Your posts in this thread, as usual, are just bizarre ramblings, apparently meandering in an attempt to reach some sort of political point in a non-political thread. Participation trophies have nothing to do with this. Immigration has nothing to do with this. Regardless of generation, location, socioeconomic status, etc, middle schoolers and high schoolers always want to be the cool kids, and that lends itself to putting others down, getting other kids to laugh at someone else's expense, etc. Do you have any firsthand experience with this topic or are you just trying to sound off on something you really don't know much about? You think kids are walking around with machetes??
This subject hits home for me because I was bullied every day in middle school and to a lesser extent throughout most of high school. Fortunately, never any incident as bad as the one in the OP, and there were others in my school who got it worse than I did, but having to face it every day for years affects you, especially when you have nobody to go to about it. My closest friends would also join in on harassing me when the more popular kids were around because it was cooler to align with them instead of me.

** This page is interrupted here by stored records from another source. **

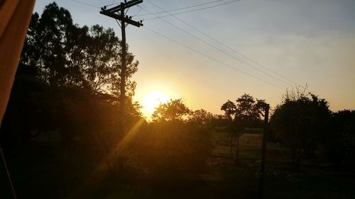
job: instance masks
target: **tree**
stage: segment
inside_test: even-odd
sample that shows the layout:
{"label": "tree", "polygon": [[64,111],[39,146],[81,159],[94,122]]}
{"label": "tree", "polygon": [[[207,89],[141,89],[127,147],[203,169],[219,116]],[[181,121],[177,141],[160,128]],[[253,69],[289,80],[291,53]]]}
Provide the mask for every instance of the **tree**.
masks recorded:
{"label": "tree", "polygon": [[[116,144],[121,136],[116,125],[120,53],[120,40],[111,28],[74,25],[70,12],[55,3],[46,6],[40,17],[33,14],[1,133],[30,140],[55,131],[67,146],[75,137],[90,140],[92,146],[98,137]],[[132,101],[136,83],[130,81],[138,62],[127,54],[129,127],[141,113]]]}
{"label": "tree", "polygon": [[[236,142],[236,162],[238,161],[239,138],[242,135],[243,129],[246,127],[261,125],[260,117],[263,115],[266,103],[264,100],[254,100],[251,95],[244,93],[236,99],[236,105],[231,101],[224,103],[221,110],[229,118],[229,131],[231,136],[231,155],[233,152],[234,137]],[[232,118],[231,115],[234,115]]]}
{"label": "tree", "polygon": [[191,110],[189,121],[200,125],[211,127],[214,115],[204,109]]}
{"label": "tree", "polygon": [[327,154],[336,166],[355,165],[355,110],[333,113],[332,128],[322,137]]}
{"label": "tree", "polygon": [[302,159],[313,154],[322,135],[329,130],[331,111],[325,99],[309,93],[286,93],[271,118],[272,128],[290,149],[295,169]]}
{"label": "tree", "polygon": [[260,125],[265,108],[265,100],[254,100],[253,96],[244,94],[236,100],[235,120],[238,126],[255,126]]}
{"label": "tree", "polygon": [[226,116],[230,118],[230,120],[232,120],[231,116],[236,113],[236,106],[234,103],[228,100],[222,106],[221,110],[224,111],[224,115],[226,115]]}
{"label": "tree", "polygon": [[182,99],[170,100],[160,103],[152,115],[153,121],[181,121],[190,112]]}

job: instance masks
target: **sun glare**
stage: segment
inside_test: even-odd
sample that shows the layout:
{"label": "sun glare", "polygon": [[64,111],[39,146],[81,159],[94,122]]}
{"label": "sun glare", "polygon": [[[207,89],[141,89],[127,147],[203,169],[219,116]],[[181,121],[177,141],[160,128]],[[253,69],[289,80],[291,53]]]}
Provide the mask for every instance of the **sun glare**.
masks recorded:
{"label": "sun glare", "polygon": [[147,113],[152,114],[160,103],[167,103],[168,96],[158,91],[148,93],[143,98],[142,106]]}

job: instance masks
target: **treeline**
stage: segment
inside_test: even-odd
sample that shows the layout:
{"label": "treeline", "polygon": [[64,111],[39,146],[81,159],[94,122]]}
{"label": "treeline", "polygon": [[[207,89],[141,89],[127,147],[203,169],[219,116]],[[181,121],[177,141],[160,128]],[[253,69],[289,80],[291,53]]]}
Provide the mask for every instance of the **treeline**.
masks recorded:
{"label": "treeline", "polygon": [[[355,165],[355,110],[336,113],[328,102],[307,93],[307,88],[288,91],[280,104],[271,108],[269,140],[281,143],[289,150],[294,168],[301,161],[325,154],[333,165],[351,168]],[[244,94],[227,101],[221,110],[229,118],[228,129],[237,138],[253,128],[263,128],[264,100]],[[238,144],[236,144],[238,147]]]}
{"label": "treeline", "polygon": [[[74,24],[55,3],[40,17],[33,15],[0,129],[10,162],[18,157],[28,170],[65,165],[58,169],[68,171],[68,178],[80,164],[114,178],[162,184],[192,180],[204,171],[209,132],[219,118],[191,110],[178,99],[160,105],[148,123],[132,101],[131,77],[138,62],[130,52],[121,122],[120,43],[111,28]],[[40,158],[46,163],[39,164]],[[45,172],[56,172],[51,169]]]}

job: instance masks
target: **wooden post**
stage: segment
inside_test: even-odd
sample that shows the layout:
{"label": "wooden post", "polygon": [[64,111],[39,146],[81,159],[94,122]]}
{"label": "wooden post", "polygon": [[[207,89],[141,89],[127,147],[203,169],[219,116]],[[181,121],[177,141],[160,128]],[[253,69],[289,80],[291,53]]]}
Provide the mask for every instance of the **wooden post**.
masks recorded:
{"label": "wooden post", "polygon": [[270,106],[266,104],[265,107],[265,118],[264,118],[264,133],[263,135],[263,145],[261,149],[261,164],[260,168],[260,198],[263,196],[263,181],[265,178],[265,159],[266,156],[266,143],[268,142],[268,111]]}

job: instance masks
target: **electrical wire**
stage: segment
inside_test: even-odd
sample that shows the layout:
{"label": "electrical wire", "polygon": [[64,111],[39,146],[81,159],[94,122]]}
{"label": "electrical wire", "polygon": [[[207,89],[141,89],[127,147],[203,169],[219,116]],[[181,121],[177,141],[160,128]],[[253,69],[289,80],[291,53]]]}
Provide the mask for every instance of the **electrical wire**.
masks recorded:
{"label": "electrical wire", "polygon": [[281,90],[283,90],[283,91],[284,90],[284,88],[282,88],[282,87],[280,87],[280,86],[277,86],[277,85],[275,85],[275,84],[272,84],[272,83],[270,83],[270,82],[268,82],[268,81],[265,81],[265,80],[263,80],[263,79],[261,79],[261,78],[258,78],[258,77],[257,77],[257,76],[253,76],[253,75],[252,75],[252,74],[248,74],[248,73],[247,73],[247,72],[244,72],[244,71],[242,71],[242,70],[241,70],[241,69],[237,69],[237,68],[236,68],[236,67],[234,67],[233,66],[231,66],[231,65],[230,65],[230,64],[226,64],[226,63],[225,63],[225,62],[222,62],[222,61],[220,61],[220,60],[219,60],[219,59],[216,59],[216,58],[214,58],[214,57],[211,57],[211,56],[209,56],[209,55],[207,55],[207,54],[204,54],[204,53],[201,52],[200,52],[200,51],[198,51],[198,50],[195,50],[195,49],[193,49],[193,48],[192,48],[192,47],[189,47],[189,46],[187,46],[187,45],[185,45],[185,44],[183,44],[183,43],[182,43],[182,42],[178,42],[178,41],[177,41],[177,40],[173,40],[173,39],[172,39],[172,38],[168,38],[168,36],[165,36],[165,35],[163,35],[163,34],[161,34],[161,33],[159,33],[158,32],[155,31],[155,30],[152,30],[152,29],[151,29],[151,28],[147,28],[147,27],[146,27],[146,26],[143,26],[143,28],[145,28],[145,29],[146,29],[146,30],[149,30],[149,31],[151,31],[151,32],[152,32],[152,33],[155,33],[155,34],[157,34],[157,35],[160,35],[160,36],[161,36],[161,37],[163,37],[163,38],[165,38],[165,39],[167,39],[167,40],[170,40],[170,41],[172,41],[172,42],[175,42],[175,43],[176,43],[176,44],[178,44],[178,45],[181,45],[181,46],[182,46],[182,47],[185,47],[185,48],[187,48],[187,49],[188,49],[188,50],[191,50],[191,51],[193,51],[193,52],[196,52],[196,53],[197,53],[197,54],[200,54],[200,55],[202,55],[202,56],[204,56],[204,57],[207,57],[207,58],[209,58],[209,59],[212,59],[212,60],[214,60],[214,62],[217,62],[217,63],[219,63],[219,64],[222,64],[222,65],[224,65],[224,66],[225,66],[225,67],[227,67],[231,68],[231,69],[232,69],[236,70],[236,71],[238,71],[238,72],[240,72],[240,73],[242,73],[242,74],[245,74],[245,75],[247,75],[247,76],[251,76],[251,77],[252,77],[252,78],[253,78],[253,79],[258,79],[258,80],[259,80],[259,81],[262,81],[262,82],[263,82],[263,83],[266,83],[266,84],[268,84],[271,85],[271,86],[275,86],[275,88],[280,89],[281,89]]}
{"label": "electrical wire", "polygon": [[[187,13],[194,12],[194,11],[197,11],[204,10],[204,9],[211,8],[214,8],[214,7],[217,7],[217,6],[219,6],[226,5],[226,4],[231,4],[231,3],[234,3],[236,1],[241,1],[241,0],[234,0],[234,1],[229,1],[229,2],[226,2],[226,3],[223,3],[223,4],[217,4],[217,5],[214,5],[214,6],[196,8],[196,9],[182,11],[182,12],[180,12],[180,13],[171,13],[171,15],[180,15],[180,14],[182,14],[182,13]],[[151,13],[151,14],[153,14],[153,13]],[[165,16],[158,16],[158,17],[157,16],[157,17],[154,17],[154,18],[146,18],[146,21],[154,20],[154,19],[157,19],[159,18],[170,16],[171,15],[165,15]]]}
{"label": "electrical wire", "polygon": [[[187,6],[187,7],[183,7],[183,8],[180,8],[170,10],[170,11],[168,11],[168,12],[173,12],[173,11],[181,11],[181,10],[186,10],[186,9],[191,8],[198,7],[198,6],[204,6],[204,5],[211,4],[214,4],[214,3],[216,3],[216,2],[224,1],[225,1],[225,0],[218,0],[218,1],[210,1],[210,2],[200,4],[197,4],[197,5],[194,5],[194,6]],[[154,13],[155,14],[160,14],[160,13],[165,13],[165,11],[163,11],[163,12],[156,12],[156,13]],[[137,15],[137,16],[148,16],[148,15],[151,15],[151,13],[140,14],[140,15]]]}
{"label": "electrical wire", "polygon": [[[273,74],[275,74],[275,75],[277,75],[277,76],[280,76],[280,78],[283,78],[283,79],[285,79],[285,80],[286,80],[286,81],[289,81],[289,82],[290,82],[291,84],[295,84],[295,85],[297,85],[297,84],[296,82],[295,82],[295,81],[292,81],[291,79],[288,79],[288,78],[287,78],[287,77],[285,77],[285,76],[283,76],[283,75],[280,74],[279,73],[278,73],[278,72],[275,72],[275,71],[273,71],[273,70],[272,70],[272,69],[269,69],[269,68],[266,67],[266,66],[264,66],[264,65],[261,64],[261,63],[259,63],[259,62],[256,62],[256,60],[254,60],[254,59],[251,59],[251,58],[250,58],[250,57],[247,57],[246,55],[244,55],[244,54],[242,54],[242,53],[239,52],[239,51],[237,51],[237,50],[234,50],[234,49],[233,49],[233,48],[231,48],[231,47],[230,47],[227,46],[227,45],[225,45],[224,43],[223,43],[223,42],[222,42],[219,41],[218,40],[217,40],[217,39],[215,39],[215,38],[214,38],[211,37],[210,35],[209,35],[206,34],[204,32],[203,32],[203,31],[202,31],[202,30],[200,30],[197,29],[197,28],[195,28],[195,26],[193,26],[193,25],[190,25],[190,24],[187,23],[187,22],[185,22],[185,21],[183,21],[183,20],[182,20],[182,19],[180,19],[180,18],[179,18],[176,17],[175,16],[174,16],[174,15],[171,14],[171,13],[170,13],[170,11],[164,10],[164,9],[163,9],[163,8],[161,8],[160,6],[158,6],[158,5],[156,5],[156,4],[153,4],[152,2],[149,1],[148,0],[146,0],[146,1],[147,1],[147,2],[148,2],[149,4],[152,4],[153,6],[155,6],[155,7],[157,7],[157,8],[160,8],[160,10],[163,11],[162,13],[167,13],[170,14],[170,16],[171,16],[174,17],[174,18],[176,18],[177,20],[178,20],[178,21],[180,21],[180,22],[183,23],[184,23],[184,24],[185,24],[186,25],[187,25],[187,26],[189,26],[189,27],[190,27],[190,28],[193,28],[193,29],[194,29],[194,30],[195,30],[196,31],[197,31],[197,32],[199,32],[200,33],[201,33],[201,34],[202,34],[202,35],[205,35],[206,37],[209,38],[209,39],[211,39],[211,40],[214,40],[214,41],[217,42],[217,43],[220,44],[221,45],[224,46],[224,47],[226,47],[226,48],[227,48],[227,49],[229,49],[229,50],[231,50],[231,51],[233,51],[233,52],[234,52],[237,53],[237,54],[238,54],[238,55],[239,55],[240,56],[241,56],[241,57],[244,57],[245,59],[248,59],[248,60],[249,60],[249,61],[251,61],[251,62],[253,62],[254,64],[256,64],[258,65],[259,67],[262,67],[262,68],[263,68],[263,69],[265,69],[268,70],[268,72],[272,72]],[[253,68],[254,68],[253,67],[253,67]],[[259,69],[257,69],[257,70],[259,70]],[[260,70],[259,70],[259,71],[260,71]],[[263,72],[263,73],[265,73],[265,72]],[[269,74],[268,74],[268,75],[269,75]],[[279,80],[280,80],[280,79],[279,79]],[[283,81],[283,83],[285,83],[285,82],[284,82],[284,81],[282,81],[282,80],[280,80],[280,81]],[[289,86],[293,86],[293,85],[290,85],[290,84],[289,84],[288,83],[285,83],[285,84],[288,84],[288,85],[289,85]]]}

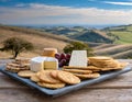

Looking back on it now, there are two things I keep thinking about:
(1) I am glad that I just barely escaped high school before social media became widespread because at least the black cloud over my head would temporarily go away when the school bus would get to my stop each afternoon and when school let out for summer vacation--the kids today have no escape from their bullies and today's technology makes it much easier to humiliate someone to a much larger audience.
(2) It still bothers me that the teachers, lunch aides, bus drivers, and administration never did anything to try to stop it, never punished the bullies, never did a single thing about it. In fact, the one time I finally had enough and picked up something that was thrown at me and threw it back at the other kid, I got detention, and shortly after that, the main kid that tormented me received the school's Random Act of Kindness Award for some mundane thing he did. Being a good student and always staying out of trouble didn't allow for getting into fights with the bullies, especially with the school's zero tolerance policy. In retrospect, being a well-behaved student isn't as important as I thought it was back then, and standing up to the assholes would have had a much more positive long-term impact on me than maintaining a clean record at school.
I don't think bullying is really going to be solved unless we somehow raise kids to be compassionate towards those who are less popular than them, rather than using them as fodder to boost their own image. The OPs call for teaching your kids to stick up for others who are being bullied is a great place to start.